Reassessing Schoenfeld Residual Tests of Proportional Hazards in Political Science Event History Analyses
The authors contributed equally to this work. Author ordering was chosen at random. We are grateful to Janet Box-Steffensmeier, Wendy Cho, Kyle Joyce, Philip Chen, Han Dorussen, Charles Gregory, Zein Murib, Maron Sorenson, and participants in the event history ITV course held at the Ohio State University, the University of Illinois, the University of Minnesota, and the University of Wisconsin for offering helpful comments on earlier versions of this project. We are indebted to the current and previous editors and anonymous reviewers of AJPS, who provided invaluable suggestions during the review process. We also thank Jason Morgan for providing critical suggestions with respect to the simulation algorithm, as well as Kyle Beardsley, Scott Bennett, Kathleen Cunningham, Zachary Elkins, Scott Gartner, Hein Goemans, John Huber, Cecilia Martinez-Gallardo, Michaela Mattes, Maria Victoria Murillo, Stephen Quackenbush, Burcu Savun, Dan Smith, Paul Warwick, and Christopher Zorn for helpful correspondence with respect to replication materials.

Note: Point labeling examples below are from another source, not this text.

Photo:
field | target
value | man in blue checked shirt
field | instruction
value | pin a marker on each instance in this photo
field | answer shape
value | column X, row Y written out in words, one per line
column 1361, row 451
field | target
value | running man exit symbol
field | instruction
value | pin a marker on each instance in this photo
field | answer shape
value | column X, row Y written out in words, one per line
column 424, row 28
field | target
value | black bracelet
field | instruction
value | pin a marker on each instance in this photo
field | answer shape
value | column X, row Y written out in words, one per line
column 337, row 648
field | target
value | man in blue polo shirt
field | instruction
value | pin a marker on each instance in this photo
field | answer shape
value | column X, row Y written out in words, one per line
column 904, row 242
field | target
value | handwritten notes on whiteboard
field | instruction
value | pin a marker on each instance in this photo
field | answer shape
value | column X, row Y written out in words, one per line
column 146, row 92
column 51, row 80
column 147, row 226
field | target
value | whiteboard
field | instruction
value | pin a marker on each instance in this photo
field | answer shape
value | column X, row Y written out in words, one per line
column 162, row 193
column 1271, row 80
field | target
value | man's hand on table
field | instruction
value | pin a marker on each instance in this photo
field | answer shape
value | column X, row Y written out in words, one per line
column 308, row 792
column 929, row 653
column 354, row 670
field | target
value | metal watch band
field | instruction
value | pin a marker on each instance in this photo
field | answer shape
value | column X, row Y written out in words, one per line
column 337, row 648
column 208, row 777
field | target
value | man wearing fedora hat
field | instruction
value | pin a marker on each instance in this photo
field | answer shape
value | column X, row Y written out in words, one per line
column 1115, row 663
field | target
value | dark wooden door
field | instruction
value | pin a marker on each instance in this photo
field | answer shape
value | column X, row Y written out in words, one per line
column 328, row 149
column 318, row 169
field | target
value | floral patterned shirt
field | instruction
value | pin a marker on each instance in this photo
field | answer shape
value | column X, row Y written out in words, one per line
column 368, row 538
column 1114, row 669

Thanks also go to all of the authors, too numerous to list here, who have made their data and replication code publicly available. Any and all errors are our own. Replication materials are available in the AJPS Data Archive on Dataverse (http://dvn.iq.harvard.edu/dvn/dv/ajps) and from the authors' websites.
Abstract
An underlying assumption of proportional hazards models is that the effect of a change in a covariate on the hazard rate of event occurrence is constant over time. For scholars using the Cox model, a Schoenfeld residual-based test has become the disciplinary standard for detecting violations of this assumption. However, using this test requires researchers to make a choice about a transformation of the time scale. In practice, this choice has largely consisted of arbitrary decisions made without justification. Using replications and simulations, we demonstrate that the decision about time transformations can have profound implications for the conclusions reached. In particular, we show that researchers can make far more informed decisions by paying closer attention to the presence of outlier survival times and levels of censoring in their data. We suggest a new standard for best practices in Cox diagnostics that buttresses the current standard with in-depth exploratory data analysis.